ちょっと嫌そうな顔をされる方が、興奮する。イヤイヤと首を振る度に漂うシャンプーの香りは、やけにいい香りがした。

「取れたぞ、埃。つか、気持ち悪くて悪かったな。」

「……ッ」

憎らしい。そう視線で訴えられるけれど、だからといってなんのダメージもない。悔しそうな顔をするイオナを見下ろしつつ、指先につまんだ埃をフッと吐いた息で飛ばした。

「もっと素直になれよ。」

「素直ってなによ。」

「素直は素直だろ。」

今にも憤慨しそうだったイオナの頬に、わずかに赤みが指す。照れているのか、ただ怒りで紅潮しただけなのか。本人に聞いてみないとわからない。ただ、前者だった場合、本人はその事実を認めたりはしないだろう。

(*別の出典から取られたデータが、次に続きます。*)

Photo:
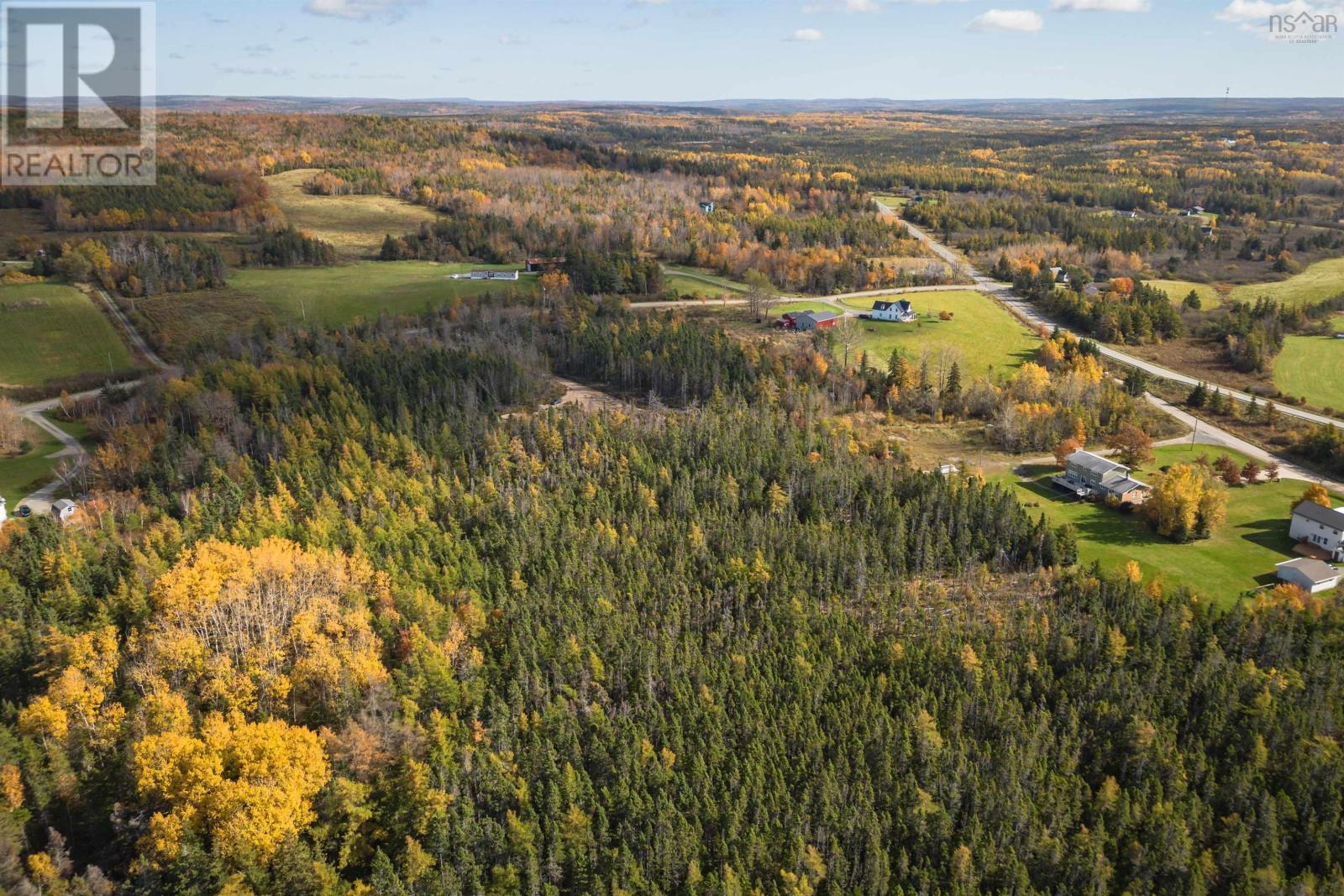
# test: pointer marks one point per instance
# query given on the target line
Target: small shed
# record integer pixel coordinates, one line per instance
(1310, 575)
(815, 320)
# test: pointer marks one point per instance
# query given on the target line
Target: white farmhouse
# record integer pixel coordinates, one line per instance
(1319, 527)
(900, 312)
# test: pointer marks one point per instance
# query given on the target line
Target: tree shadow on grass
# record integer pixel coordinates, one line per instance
(1268, 533)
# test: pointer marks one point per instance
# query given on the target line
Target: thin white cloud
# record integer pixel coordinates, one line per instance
(1007, 20)
(1101, 6)
(360, 9)
(270, 71)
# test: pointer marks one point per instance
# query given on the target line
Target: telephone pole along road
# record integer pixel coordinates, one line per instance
(1032, 315)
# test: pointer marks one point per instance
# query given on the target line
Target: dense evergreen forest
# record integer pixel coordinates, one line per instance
(344, 616)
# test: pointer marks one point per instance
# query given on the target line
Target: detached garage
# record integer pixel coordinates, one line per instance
(1310, 575)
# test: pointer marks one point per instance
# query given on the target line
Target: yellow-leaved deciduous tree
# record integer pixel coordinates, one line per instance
(1316, 493)
(273, 629)
(1187, 503)
(244, 788)
(1032, 383)
(77, 710)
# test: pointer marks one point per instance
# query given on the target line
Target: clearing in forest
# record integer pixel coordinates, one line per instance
(354, 224)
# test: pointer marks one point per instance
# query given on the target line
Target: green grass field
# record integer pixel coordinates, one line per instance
(1314, 367)
(706, 282)
(784, 308)
(1179, 289)
(55, 332)
(1320, 281)
(22, 474)
(1240, 557)
(981, 335)
(894, 202)
(329, 296)
(355, 224)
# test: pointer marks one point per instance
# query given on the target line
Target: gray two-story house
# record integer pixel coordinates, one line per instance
(1090, 476)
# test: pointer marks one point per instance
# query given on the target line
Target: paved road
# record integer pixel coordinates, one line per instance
(1209, 434)
(1032, 315)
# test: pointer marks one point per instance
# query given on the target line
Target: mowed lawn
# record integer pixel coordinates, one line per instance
(355, 224)
(24, 473)
(1240, 557)
(981, 335)
(328, 296)
(1320, 281)
(54, 332)
(1314, 367)
(784, 308)
(1179, 289)
(689, 281)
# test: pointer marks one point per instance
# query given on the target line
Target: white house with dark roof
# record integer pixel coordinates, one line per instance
(1308, 574)
(900, 312)
(1089, 474)
(1320, 527)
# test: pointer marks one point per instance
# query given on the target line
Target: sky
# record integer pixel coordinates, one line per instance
(687, 50)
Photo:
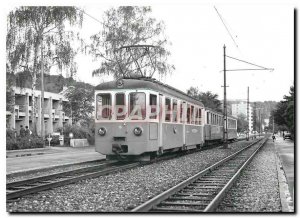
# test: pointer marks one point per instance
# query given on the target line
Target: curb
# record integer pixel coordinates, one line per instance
(285, 197)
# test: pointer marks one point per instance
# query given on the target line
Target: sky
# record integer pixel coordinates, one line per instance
(263, 34)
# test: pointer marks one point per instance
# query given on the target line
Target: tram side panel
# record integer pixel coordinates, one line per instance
(172, 135)
(194, 135)
(120, 135)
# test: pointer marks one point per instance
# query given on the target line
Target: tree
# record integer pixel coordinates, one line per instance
(124, 26)
(242, 124)
(33, 31)
(80, 106)
(209, 99)
(284, 112)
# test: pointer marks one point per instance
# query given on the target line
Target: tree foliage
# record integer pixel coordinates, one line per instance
(284, 112)
(209, 99)
(124, 26)
(32, 31)
(242, 124)
(80, 106)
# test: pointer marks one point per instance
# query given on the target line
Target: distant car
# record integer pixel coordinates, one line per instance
(287, 136)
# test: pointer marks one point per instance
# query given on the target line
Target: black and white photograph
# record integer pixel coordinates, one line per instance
(126, 107)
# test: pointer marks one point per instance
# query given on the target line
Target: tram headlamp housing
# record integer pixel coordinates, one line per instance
(102, 131)
(137, 131)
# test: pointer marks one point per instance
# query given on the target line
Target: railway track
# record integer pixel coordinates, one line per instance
(203, 191)
(25, 187)
(29, 186)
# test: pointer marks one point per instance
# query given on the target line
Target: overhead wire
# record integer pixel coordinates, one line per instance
(226, 27)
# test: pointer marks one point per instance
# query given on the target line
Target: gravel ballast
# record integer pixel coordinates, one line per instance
(121, 191)
(257, 189)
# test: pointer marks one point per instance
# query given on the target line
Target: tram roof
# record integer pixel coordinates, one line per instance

ルフィやサンジとはそれなりに会話するくせに、自分にだけは妙な難癖をつけてくる。そんな違和感に最初こそイラついたが、今では日々のこと過ぎてどうってことない。

きっとこの反応の全ては、脊髄反射のようなものなのだろう。意識してなのか、無意識なのかはわからないが。

「ま、俺は別に…痛ッ。てめぇ。」

唐突に足元から這い上がってくる衝撃。どれだけ鍛えても、からだの構造上、そこに筋肉をつけることはできない。ゾロは脛を庇うようにしゃがみこむ。

「蹴ることねぇだろ。」

「うるさい!クソ。毬藻のクセにカッコつけんな!」

「イオナッ!」

「いい気になってんじゃねぇよっての!」

してやったり。そんな顔で捨て台詞を吐いたイオナは、ワクワクした様子で身を翻す。今、自分がどんな表情を浮かべているのか、彼女は気がついているのだろうか。

ゾロは赤くなった脛を押さえたまま、バタバタと走り去る背中を視線だけで追い続ける。

廊下の角を曲がったイオナの横顔。その頬は相変わらず真っ赤で、それでいて口角は僅かに上がっていた。